Question

5.34 husbands and wives. the mean height of american women in their twenties is about 64.3 inches, and the standard deviation is about 2.7 inches. the mean height of men of the same age is about 69.9 inches, with standard deviation about 3.1 inches. suppose that the correlation between the heights of husbands and wives is about r = 0.5. a. what are the slope and intercept of the regression line of the husbands height on the wifes height in young couples? interpret the slope in the context of the problem. b. draw a graph of this regression line for heights of wives between 56 and 72 inches. predict the height of the husband of a woman who is 67 inches tall and plot the wifes height and predicted husbands height on your graph. c. you dont expect this prediction for a single couple to be very accurate. why not?

Explanation:

Step1: Calculate the slope

The formula for the slope ($b_1$) of the regression line is $b_1 = r\frac{s_x}{s_y}$, where $r$ is the correlation coefficient, $s_x$ is the standard - deviation of the response variable (husband's height), and $s_y$ is the standard - deviation of the predictor variable (wife's height). Given $r = 0.5$, $s_x=3.1$ inches, and $s_y = 2.7$ inches. Then $b_1=0.5\times\frac{3.1}{2.7}=\frac{1.55}{2.7}\approx0.574$.

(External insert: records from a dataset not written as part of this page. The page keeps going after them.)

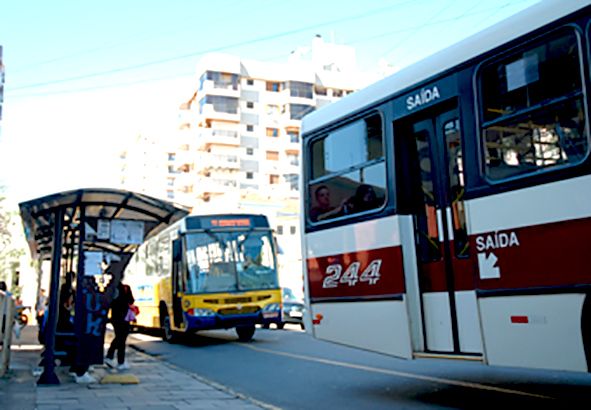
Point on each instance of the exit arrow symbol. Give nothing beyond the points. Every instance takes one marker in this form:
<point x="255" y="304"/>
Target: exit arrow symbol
<point x="486" y="266"/>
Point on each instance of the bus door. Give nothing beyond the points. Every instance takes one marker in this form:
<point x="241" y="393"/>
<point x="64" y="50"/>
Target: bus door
<point x="177" y="282"/>
<point x="431" y="175"/>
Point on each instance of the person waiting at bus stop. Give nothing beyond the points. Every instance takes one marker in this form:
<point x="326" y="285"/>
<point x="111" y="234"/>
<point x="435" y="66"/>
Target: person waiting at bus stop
<point x="120" y="320"/>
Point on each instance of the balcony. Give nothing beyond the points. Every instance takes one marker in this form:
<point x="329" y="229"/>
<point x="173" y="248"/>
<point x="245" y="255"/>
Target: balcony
<point x="225" y="88"/>
<point x="218" y="161"/>
<point x="208" y="111"/>
<point x="212" y="136"/>
<point x="215" y="186"/>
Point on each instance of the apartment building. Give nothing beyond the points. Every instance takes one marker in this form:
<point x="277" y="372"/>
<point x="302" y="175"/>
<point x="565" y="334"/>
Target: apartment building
<point x="238" y="140"/>
<point x="244" y="118"/>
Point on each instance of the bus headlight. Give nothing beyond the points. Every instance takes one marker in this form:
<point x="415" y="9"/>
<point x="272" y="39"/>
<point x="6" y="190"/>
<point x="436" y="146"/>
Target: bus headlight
<point x="271" y="310"/>
<point x="201" y="312"/>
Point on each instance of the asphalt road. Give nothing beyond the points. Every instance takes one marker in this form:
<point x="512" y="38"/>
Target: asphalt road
<point x="291" y="370"/>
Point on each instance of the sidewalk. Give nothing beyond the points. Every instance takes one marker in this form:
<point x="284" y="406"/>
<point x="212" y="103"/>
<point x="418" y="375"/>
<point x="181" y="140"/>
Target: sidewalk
<point x="161" y="385"/>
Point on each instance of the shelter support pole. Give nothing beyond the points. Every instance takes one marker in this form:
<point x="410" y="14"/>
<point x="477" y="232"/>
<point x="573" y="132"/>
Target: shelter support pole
<point x="48" y="376"/>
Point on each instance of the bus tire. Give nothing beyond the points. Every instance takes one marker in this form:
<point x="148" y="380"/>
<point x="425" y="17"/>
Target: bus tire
<point x="245" y="333"/>
<point x="168" y="335"/>
<point x="586" y="329"/>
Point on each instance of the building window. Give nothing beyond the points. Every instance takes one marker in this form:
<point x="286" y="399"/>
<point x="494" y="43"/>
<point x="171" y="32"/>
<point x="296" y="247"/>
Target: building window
<point x="293" y="180"/>
<point x="300" y="89"/>
<point x="273" y="155"/>
<point x="273" y="109"/>
<point x="293" y="159"/>
<point x="294" y="136"/>
<point x="228" y="105"/>
<point x="298" y="111"/>
<point x="320" y="90"/>
<point x="220" y="80"/>
<point x="273" y="86"/>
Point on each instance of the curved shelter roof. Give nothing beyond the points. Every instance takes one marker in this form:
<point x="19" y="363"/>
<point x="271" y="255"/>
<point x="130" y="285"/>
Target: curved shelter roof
<point x="98" y="203"/>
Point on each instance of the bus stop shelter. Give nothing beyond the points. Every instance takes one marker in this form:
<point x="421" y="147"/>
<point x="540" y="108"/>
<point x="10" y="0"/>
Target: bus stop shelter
<point x="89" y="236"/>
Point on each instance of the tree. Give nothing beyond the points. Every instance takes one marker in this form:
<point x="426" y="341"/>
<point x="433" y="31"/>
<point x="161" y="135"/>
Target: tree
<point x="10" y="252"/>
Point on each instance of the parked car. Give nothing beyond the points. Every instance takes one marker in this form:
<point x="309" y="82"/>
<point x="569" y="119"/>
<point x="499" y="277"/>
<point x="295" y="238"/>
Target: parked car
<point x="293" y="310"/>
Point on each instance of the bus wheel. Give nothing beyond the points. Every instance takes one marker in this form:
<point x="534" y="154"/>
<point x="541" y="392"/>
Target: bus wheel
<point x="245" y="333"/>
<point x="167" y="333"/>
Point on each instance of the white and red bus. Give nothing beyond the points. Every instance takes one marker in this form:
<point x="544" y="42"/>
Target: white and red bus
<point x="446" y="210"/>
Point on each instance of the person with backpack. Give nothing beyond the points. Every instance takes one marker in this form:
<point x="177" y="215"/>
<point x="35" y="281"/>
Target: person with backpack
<point x="120" y="319"/>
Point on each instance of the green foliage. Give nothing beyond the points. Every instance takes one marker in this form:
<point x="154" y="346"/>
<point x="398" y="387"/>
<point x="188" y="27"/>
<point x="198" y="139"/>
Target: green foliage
<point x="10" y="253"/>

Step2: Calculate the intercept

The formula for the intercept ($b_0$) of the regression line is $b_0=\bar{x}-b_1\bar{y}$, where $\bar{x}$ is the mean of the response variable (husband's height) and $\bar{y}$ is the mean of the predictor variable (wife's height). Given $\bar{x}=69.9$ inches and $\bar{y}=64.3$ inches, and $b_1\approx0.574$. Then $b_0 = 69.9-0.574\times64.3=69.9 - 36.9082=32.9918\approx33.0$.

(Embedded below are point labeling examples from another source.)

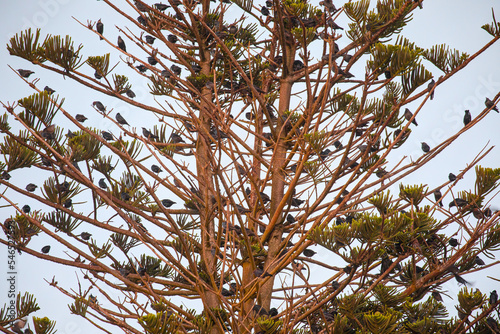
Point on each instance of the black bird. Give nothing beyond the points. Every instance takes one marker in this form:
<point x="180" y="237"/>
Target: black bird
<point x="80" y="118"/>
<point x="85" y="236"/>
<point x="150" y="39"/>
<point x="409" y="115"/>
<point x="146" y="133"/>
<point x="308" y="252"/>
<point x="489" y="104"/>
<point x="430" y="86"/>
<point x="99" y="106"/>
<point x="167" y="203"/>
<point x="25" y="73"/>
<point x="121" y="120"/>
<point x="438" y="196"/>
<point x="453" y="242"/>
<point x="100" y="28"/>
<point x="130" y="93"/>
<point x="103" y="184"/>
<point x="172" y="38"/>
<point x="107" y="135"/>
<point x="467" y="117"/>
<point x="26" y="208"/>
<point x="121" y="44"/>
<point x="49" y="90"/>
<point x="156" y="169"/>
<point x="31" y="187"/>
<point x="493" y="297"/>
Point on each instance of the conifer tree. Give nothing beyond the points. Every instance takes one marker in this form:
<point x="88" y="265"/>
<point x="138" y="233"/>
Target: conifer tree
<point x="267" y="149"/>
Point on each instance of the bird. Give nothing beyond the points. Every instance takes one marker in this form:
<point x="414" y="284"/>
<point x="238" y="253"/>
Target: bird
<point x="489" y="104"/>
<point x="31" y="187"/>
<point x="467" y="117"/>
<point x="121" y="120"/>
<point x="150" y="39"/>
<point x="121" y="44"/>
<point x="409" y="115"/>
<point x="99" y="106"/>
<point x="103" y="184"/>
<point x="25" y="73"/>
<point x="100" y="28"/>
<point x="49" y="90"/>
<point x="107" y="135"/>
<point x="438" y="196"/>
<point x="425" y="147"/>
<point x="156" y="169"/>
<point x="430" y="86"/>
<point x="167" y="203"/>
<point x="80" y="118"/>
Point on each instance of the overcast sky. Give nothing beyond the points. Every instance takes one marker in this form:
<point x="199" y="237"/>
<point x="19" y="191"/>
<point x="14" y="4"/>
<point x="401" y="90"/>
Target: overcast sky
<point x="456" y="23"/>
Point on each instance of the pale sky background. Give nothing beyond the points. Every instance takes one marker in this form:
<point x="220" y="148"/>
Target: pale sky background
<point x="456" y="23"/>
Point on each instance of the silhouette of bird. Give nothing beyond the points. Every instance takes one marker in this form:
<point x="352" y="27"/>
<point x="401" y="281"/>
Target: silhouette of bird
<point x="99" y="106"/>
<point x="167" y="203"/>
<point x="31" y="187"/>
<point x="80" y="118"/>
<point x="25" y="73"/>
<point x="103" y="184"/>
<point x="107" y="135"/>
<point x="430" y="86"/>
<point x="121" y="120"/>
<point x="438" y="197"/>
<point x="100" y="28"/>
<point x="490" y="105"/>
<point x="409" y="115"/>
<point x="467" y="117"/>
<point x="121" y="44"/>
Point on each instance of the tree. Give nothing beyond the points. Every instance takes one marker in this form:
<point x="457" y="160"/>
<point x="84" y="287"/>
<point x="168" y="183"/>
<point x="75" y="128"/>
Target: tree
<point x="261" y="149"/>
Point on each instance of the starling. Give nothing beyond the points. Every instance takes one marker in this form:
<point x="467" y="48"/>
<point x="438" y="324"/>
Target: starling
<point x="100" y="28"/>
<point x="107" y="135"/>
<point x="81" y="118"/>
<point x="425" y="147"/>
<point x="150" y="39"/>
<point x="26" y="208"/>
<point x="308" y="252"/>
<point x="121" y="120"/>
<point x="31" y="187"/>
<point x="430" y="86"/>
<point x="467" y="117"/>
<point x="121" y="44"/>
<point x="489" y="104"/>
<point x="493" y="297"/>
<point x="167" y="203"/>
<point x="99" y="106"/>
<point x="437" y="197"/>
<point x="25" y="73"/>
<point x="172" y="38"/>
<point x="156" y="169"/>
<point x="85" y="236"/>
<point x="103" y="184"/>
<point x="49" y="90"/>
<point x="409" y="115"/>
<point x="130" y="93"/>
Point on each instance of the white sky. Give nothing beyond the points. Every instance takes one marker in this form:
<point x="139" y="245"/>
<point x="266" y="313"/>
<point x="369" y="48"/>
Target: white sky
<point x="456" y="23"/>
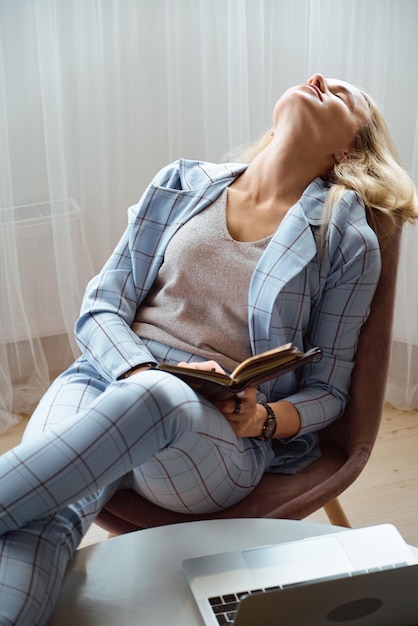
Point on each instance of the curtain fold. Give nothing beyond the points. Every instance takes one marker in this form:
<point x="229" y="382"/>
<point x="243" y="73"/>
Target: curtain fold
<point x="97" y="95"/>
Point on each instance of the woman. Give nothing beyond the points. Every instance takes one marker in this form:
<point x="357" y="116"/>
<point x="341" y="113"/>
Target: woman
<point x="218" y="262"/>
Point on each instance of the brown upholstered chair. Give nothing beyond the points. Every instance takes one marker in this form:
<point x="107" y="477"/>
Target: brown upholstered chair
<point x="345" y="445"/>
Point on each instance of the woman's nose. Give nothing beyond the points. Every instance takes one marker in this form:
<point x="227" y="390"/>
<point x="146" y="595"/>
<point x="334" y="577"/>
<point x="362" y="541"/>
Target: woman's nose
<point x="318" y="80"/>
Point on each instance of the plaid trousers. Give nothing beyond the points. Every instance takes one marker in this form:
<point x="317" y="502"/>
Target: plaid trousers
<point x="89" y="438"/>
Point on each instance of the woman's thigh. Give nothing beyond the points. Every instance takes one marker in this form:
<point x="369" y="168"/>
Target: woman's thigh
<point x="207" y="468"/>
<point x="72" y="391"/>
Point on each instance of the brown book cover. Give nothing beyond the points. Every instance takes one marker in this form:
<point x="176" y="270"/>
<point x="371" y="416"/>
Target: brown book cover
<point x="251" y="372"/>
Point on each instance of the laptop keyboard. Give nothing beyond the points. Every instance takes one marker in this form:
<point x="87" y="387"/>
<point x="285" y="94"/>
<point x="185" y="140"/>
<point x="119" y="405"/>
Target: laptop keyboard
<point x="225" y="607"/>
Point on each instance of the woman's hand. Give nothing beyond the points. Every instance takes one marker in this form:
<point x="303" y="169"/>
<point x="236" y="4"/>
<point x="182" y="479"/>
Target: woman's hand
<point x="208" y="366"/>
<point x="243" y="413"/>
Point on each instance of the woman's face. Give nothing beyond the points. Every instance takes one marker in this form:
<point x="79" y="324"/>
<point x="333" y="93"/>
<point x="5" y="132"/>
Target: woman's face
<point x="327" y="112"/>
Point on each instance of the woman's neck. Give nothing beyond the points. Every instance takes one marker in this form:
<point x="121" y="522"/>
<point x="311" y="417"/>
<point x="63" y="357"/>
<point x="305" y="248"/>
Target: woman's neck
<point x="278" y="176"/>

Step3: Interpret the slope

The slope $b_1\approx0.574$ means that for every one - inch increase in the wife's height, the husband's height is expected to increase by approximately $0.574$ inches.

Step4: Predict husband's height

The regression equation is $\hat{x}=b_0 + b_1y=33.0+0.574y$. When $y = 67$ inches, $\hat{x}=33.0+0.574\times67=33.0 + 38.458=71.458\approx71.5$ inches.

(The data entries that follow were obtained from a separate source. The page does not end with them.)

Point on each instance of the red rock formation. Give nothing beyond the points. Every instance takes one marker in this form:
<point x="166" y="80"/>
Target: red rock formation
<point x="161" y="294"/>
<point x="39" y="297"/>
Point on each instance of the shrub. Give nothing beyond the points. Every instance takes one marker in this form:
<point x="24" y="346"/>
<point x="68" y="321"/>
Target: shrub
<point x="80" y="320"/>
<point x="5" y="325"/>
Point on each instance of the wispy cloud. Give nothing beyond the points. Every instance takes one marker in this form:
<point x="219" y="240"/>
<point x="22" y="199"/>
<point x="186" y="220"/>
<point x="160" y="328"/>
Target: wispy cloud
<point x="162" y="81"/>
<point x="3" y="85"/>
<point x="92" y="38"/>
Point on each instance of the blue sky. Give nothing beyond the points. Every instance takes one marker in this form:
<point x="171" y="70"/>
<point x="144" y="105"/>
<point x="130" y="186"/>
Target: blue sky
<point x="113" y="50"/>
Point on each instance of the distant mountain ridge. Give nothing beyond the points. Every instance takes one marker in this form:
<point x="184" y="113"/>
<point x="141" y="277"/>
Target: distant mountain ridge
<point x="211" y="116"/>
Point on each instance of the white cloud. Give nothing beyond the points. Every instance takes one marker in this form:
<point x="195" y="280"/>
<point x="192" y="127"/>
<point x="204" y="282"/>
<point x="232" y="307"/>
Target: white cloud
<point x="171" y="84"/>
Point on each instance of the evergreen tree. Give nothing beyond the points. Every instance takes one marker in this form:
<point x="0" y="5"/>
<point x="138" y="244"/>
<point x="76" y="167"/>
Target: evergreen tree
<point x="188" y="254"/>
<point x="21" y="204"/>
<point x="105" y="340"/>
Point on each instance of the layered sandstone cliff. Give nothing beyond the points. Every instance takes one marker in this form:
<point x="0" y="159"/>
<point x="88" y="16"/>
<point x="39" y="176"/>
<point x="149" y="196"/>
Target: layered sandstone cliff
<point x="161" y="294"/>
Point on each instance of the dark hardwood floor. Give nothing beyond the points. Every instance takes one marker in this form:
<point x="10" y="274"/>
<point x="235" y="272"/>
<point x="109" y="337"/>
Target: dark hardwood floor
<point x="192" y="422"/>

Step5: Explain prediction accuracy

The prediction for a single couple is not very accurate because the regression line gives an average relationship. There is variability around the regression line. The correlation coefficient $r = 0.5$ indicates that only $r^{2}=0.25$ or 25% of the variation in husband's height can be explained by the wife's height. There are other factors (e.g., genetic factors not related to the wife's height, environmental factors) that affect the husband's height.

Answer:

a. Slope $b_1\approx0.574$, intercept $b_0\approx33.0$. The slope means for every 1 - inch increase in wife's height, husband's height is expected to increase by about $0.574$ inches.
b. The regression line is $\hat{x}=33.0 + 0.574y$. When $y = 67$ inches, $\hat{x}\approx71.5$ inches. (Graphing requires plotting points for $y$ values between 56 and 72 using the regression equation).
c. Only 25% of the variation in husband's height is explained by wife's height due to $r = 0.5$ ($r^{2}=0.25$), and there are other factors affecting husband's height.